The Gazette: During private encounters away from church, a Colorado Springs priest allegedly lavished attention on a 15-year-old altar boy – showering him with gifts and supplying him with booze, pot and cigarettes.
But according to the Rev. Charles Robert Manning’s one-time assistant, all that attention came with a price.
“He told me there were three things he wanted to do before he died: To kiss me, to see me naked and to have sex with me,” the former altar boy, now 18, told a jury Monday in recounting an alcohol-fueled day in the fall of 2011 in which he said Manning, 78, crossed all three wishes from his list.
Formerly a pastor at St. Gabriel the Archangel Catholic Church, 8755 Scarborough Drive in Colorado Springs, Manning has pleaded not guilty to sexual assault on a child by one in a position of trust and several related counts, some alleging he supplied the boy with drugs and alcohol.
The trial before 4th Judicial District Judge Robin Chittum is expected to last 10 days. If convicted, Manning faces the potential of life in prison.
Manning was suspended from St. Gabriel in January 2012 after the teen reported the alleged abuse and is now living in a home for retired priests in the St. Louis, Mo., area, according to his attorneys. Dressed in a suit and tie and breathing from an oxygen tank, he observed the proceedings from a wheelchair at the defense table.
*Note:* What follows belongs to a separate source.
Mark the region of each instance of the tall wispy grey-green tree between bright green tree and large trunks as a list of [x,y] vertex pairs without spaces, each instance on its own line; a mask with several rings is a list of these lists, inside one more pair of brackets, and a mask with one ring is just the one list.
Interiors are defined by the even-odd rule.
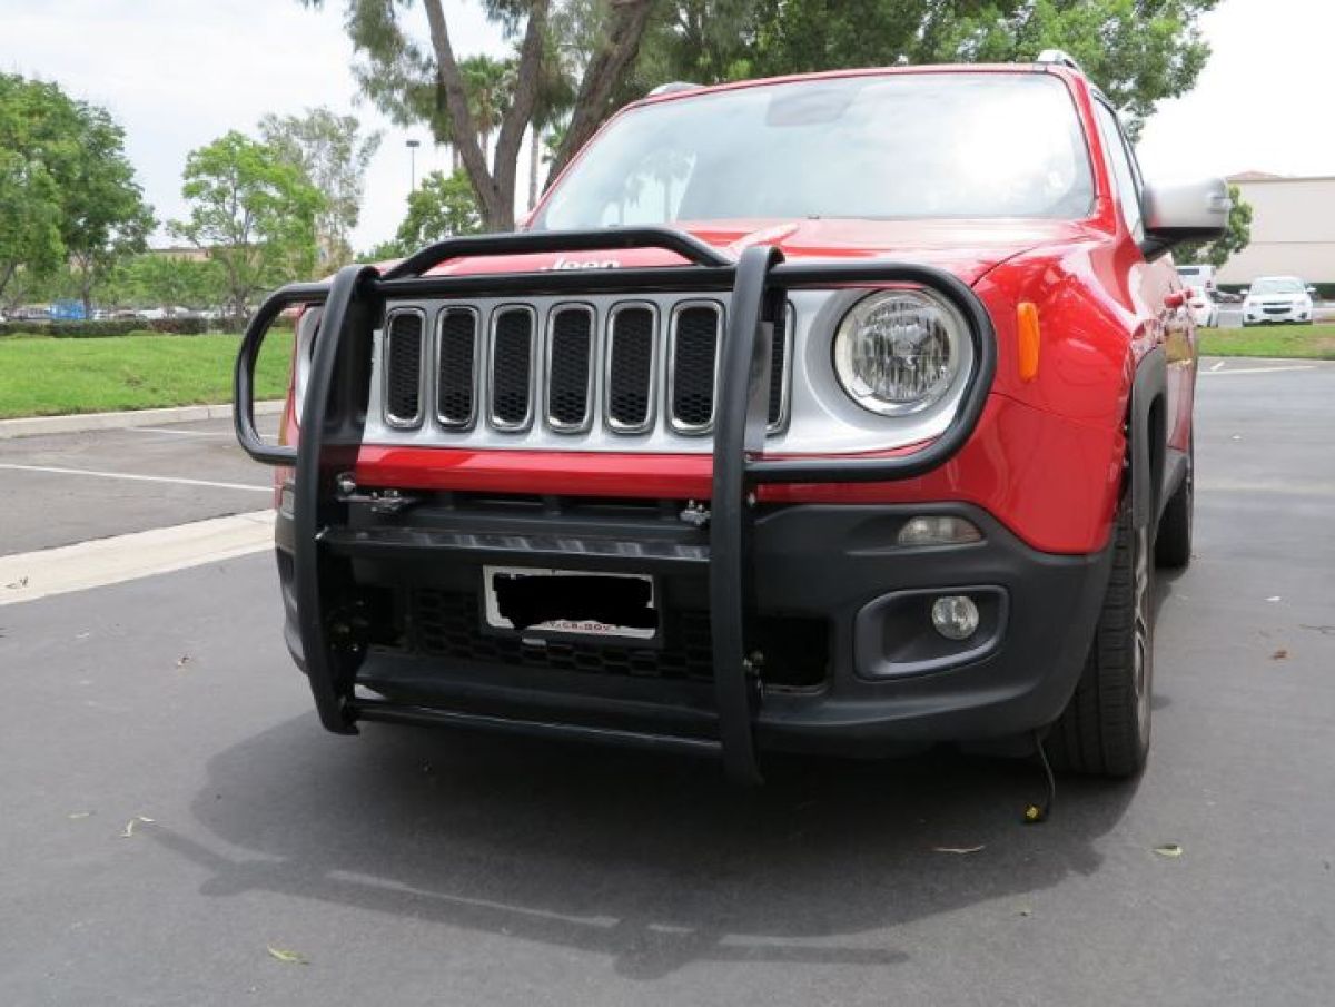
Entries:
[[348,235],[362,212],[366,166],[380,147],[380,134],[360,134],[356,116],[328,108],[308,108],[303,115],[266,115],[259,122],[263,140],[282,158],[300,168],[324,196],[315,218],[319,268],[331,272],[352,259]]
Testimony started Monday after more than four days of jury selection in which potential panelists were quizzed about their attitudes toward the clergy and the child sex abuse scandal that rocked the Catholic priesthood.
“This is a case about sex, drugs, alcohol and the Catholic Church,” went prosecutor Michael Fisher’s first words during opening statements Monday. He alleged that Manning used booze and drugs to help coax his victim into sex.
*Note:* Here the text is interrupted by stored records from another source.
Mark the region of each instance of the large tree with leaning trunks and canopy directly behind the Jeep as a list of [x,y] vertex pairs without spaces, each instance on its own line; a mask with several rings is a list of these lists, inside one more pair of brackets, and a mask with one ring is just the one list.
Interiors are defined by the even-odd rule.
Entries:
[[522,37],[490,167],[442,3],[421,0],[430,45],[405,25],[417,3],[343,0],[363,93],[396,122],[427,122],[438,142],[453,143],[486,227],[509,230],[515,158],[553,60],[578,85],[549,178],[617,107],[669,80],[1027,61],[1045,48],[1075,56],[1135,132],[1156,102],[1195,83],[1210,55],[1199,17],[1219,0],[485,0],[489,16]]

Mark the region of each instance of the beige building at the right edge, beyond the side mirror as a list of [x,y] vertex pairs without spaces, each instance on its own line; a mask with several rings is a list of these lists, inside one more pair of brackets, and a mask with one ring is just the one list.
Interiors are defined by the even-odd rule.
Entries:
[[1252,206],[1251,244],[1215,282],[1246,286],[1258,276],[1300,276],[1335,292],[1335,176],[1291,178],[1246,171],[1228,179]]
In denying the allegations, defense attorney Richard Bednarski said Manning came to the priesthood late in life, after a marrying and starting a family, and that he looked upon the boy as a surrogate grandson.
He called Manning a “prime target for false allegations” and said he is only guilty of allowing the boy to smoke marijuana in his presence, but didn’t supply the drug.
Bednarski said the boy’s parents allowed him to drink and smoke, and suggested Manning was following suit.
During more than four hours on the stand Monday, Manning’s accuser described freewheeling parties in Manning’s rectory – the home supplied by his church – in which the pair drank vodka and smoked marijuana from the priest’s “gravity bong,” which he sketched on an easel at the request of the prosecution.
He told the jury he met Manning after sending an email to St. Gabriel church expressing a burgeoning interest in Catholicism.
After a series of email exchanges, Manning told him he was too bright to enroll in a children’s Catholic education program and instead offered private, one-on-on lessons in his church office – leading the pair to form a bond.
Within months, Manning wrote the boy into his will – naming him as a beneficiary of his bank account – and began providing him with expensive gifts, including jewelry, watches and a $3,000 used car.
Manning allowed the boy to drive even though he didn’t have a driver’s license or learner’s permit, and once took him to a Colorado Springs tattoo parlor to get his nipples pierced.
On the day of the assault, the boy and Manning were drinking at Manning’s home when the priest offered him $100 to dance in a pair of black see-through underwear, leading to sexual contact the witness described in halting fragments, his face ashen.
The former altar boy appeared shaken on cross-examination as Bednarski sought to poke holes in his account, confronting him with changing details in various reports he gave since reporting the alleged abuses.
In a previous report, the boy gave a different version of Manning’s alleged sexual wish list, Bednarski pointed out, adding that some allegations about the nature and duration of sexual activity also changed during his testimony.
In response to follow-up questioning by Fisher, the accuser said he was uncomfortable during earlier questioning and that some memories had faded.
Testimony is expected to continue at 8:30 a.m. Tuesday.